Athens (AFP)

The Greek economy will grow by at least 3.6% this year despite the Covid-19 pandemic and the violent fires which have dealt a severe blow to activity, the Minister of Finance said on Friday.

"Our estimate of 3.6% growth this year is absolutely achievable, and might even be too cautious," Christos Staikouras assured Mega TV.

In 2020, the Gross Domestic Product (GDP) of Greece had plunged by 8.2%.

This optimism is justified in particular by the better-than-expected recovery of tourism, a key sector of the Greek economy hit hard last year by the health restrictions linked to Covid-19.

"It's a good year compared to last year. Compared to our estimates (...) it's much better," he said about tourist arrivals.

Athens had so far expected to recover 45% of 2019 tourist attendance this year, but traveler arrivals are currently at 70%, he added.

Greece reopened to tourists in May after an intense campaign to vaccinate residents of many popular tourist islands, as well as other resort destinations.

With more than 20% of the gross domestic product (GDP), tourism is a crucial sector for the Greek economy.

Faced with the resurgence of the coronavirus in parts of the country, the Greek authorities have declared local curfews, notably on the "party" island, Mykonos.

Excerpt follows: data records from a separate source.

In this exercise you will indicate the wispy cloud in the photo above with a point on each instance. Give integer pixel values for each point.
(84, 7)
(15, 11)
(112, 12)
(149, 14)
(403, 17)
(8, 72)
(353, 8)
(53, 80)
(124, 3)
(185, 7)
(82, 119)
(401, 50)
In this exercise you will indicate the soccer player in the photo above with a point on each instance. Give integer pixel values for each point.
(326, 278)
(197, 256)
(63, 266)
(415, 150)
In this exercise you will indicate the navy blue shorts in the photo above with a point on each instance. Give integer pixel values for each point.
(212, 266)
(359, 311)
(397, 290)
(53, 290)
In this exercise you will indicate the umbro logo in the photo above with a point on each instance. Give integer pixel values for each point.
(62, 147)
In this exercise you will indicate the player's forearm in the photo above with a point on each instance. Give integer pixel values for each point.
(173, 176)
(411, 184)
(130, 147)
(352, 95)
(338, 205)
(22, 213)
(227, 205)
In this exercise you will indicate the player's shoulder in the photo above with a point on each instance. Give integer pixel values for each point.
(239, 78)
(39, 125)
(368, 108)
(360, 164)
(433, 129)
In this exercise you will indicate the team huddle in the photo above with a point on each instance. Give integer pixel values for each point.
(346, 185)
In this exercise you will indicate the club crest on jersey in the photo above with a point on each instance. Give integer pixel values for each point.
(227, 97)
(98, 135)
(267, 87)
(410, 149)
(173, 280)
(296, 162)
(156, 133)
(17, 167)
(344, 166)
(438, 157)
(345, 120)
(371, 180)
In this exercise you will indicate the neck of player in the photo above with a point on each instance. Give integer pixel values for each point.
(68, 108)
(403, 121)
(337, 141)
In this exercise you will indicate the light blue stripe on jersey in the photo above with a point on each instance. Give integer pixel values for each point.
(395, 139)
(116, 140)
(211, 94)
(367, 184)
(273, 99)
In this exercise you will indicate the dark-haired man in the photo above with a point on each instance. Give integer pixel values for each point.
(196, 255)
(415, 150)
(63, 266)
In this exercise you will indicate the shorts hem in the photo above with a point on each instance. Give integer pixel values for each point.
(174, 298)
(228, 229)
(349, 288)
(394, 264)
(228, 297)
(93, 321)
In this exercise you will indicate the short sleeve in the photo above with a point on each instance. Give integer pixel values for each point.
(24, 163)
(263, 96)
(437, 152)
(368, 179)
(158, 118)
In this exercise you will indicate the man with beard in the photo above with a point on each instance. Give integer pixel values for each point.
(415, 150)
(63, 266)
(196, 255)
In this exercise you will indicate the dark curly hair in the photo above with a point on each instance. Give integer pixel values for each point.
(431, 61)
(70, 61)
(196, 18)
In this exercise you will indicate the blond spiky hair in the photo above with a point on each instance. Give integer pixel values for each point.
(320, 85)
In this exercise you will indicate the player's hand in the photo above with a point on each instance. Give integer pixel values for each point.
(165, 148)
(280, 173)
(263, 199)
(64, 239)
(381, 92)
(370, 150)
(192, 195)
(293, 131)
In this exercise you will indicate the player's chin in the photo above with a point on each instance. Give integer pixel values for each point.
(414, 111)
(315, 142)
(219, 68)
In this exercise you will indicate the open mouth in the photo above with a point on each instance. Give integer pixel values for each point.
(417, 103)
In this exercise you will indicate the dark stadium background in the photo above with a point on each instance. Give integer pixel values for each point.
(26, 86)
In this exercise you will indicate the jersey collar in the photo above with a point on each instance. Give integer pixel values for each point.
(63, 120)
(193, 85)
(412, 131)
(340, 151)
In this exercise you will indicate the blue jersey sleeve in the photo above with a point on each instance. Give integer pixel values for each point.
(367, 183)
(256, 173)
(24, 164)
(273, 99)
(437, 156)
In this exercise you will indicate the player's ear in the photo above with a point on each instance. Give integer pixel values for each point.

Similar restrictions have also been put in place on the tourist island of Zakynthos, as well as in the two main towns of Crete, Chania and Heraklion, where curfews have been extended by a few days.

Greece has also just suffered violent fires that destroyed hundreds of small businesses and caused considerable damage to the environment.

Prime Minister Kyriakos Mitsotakis announced the release of 500 million euros in aid for the victims of the fires and reconstruction in the affected areas.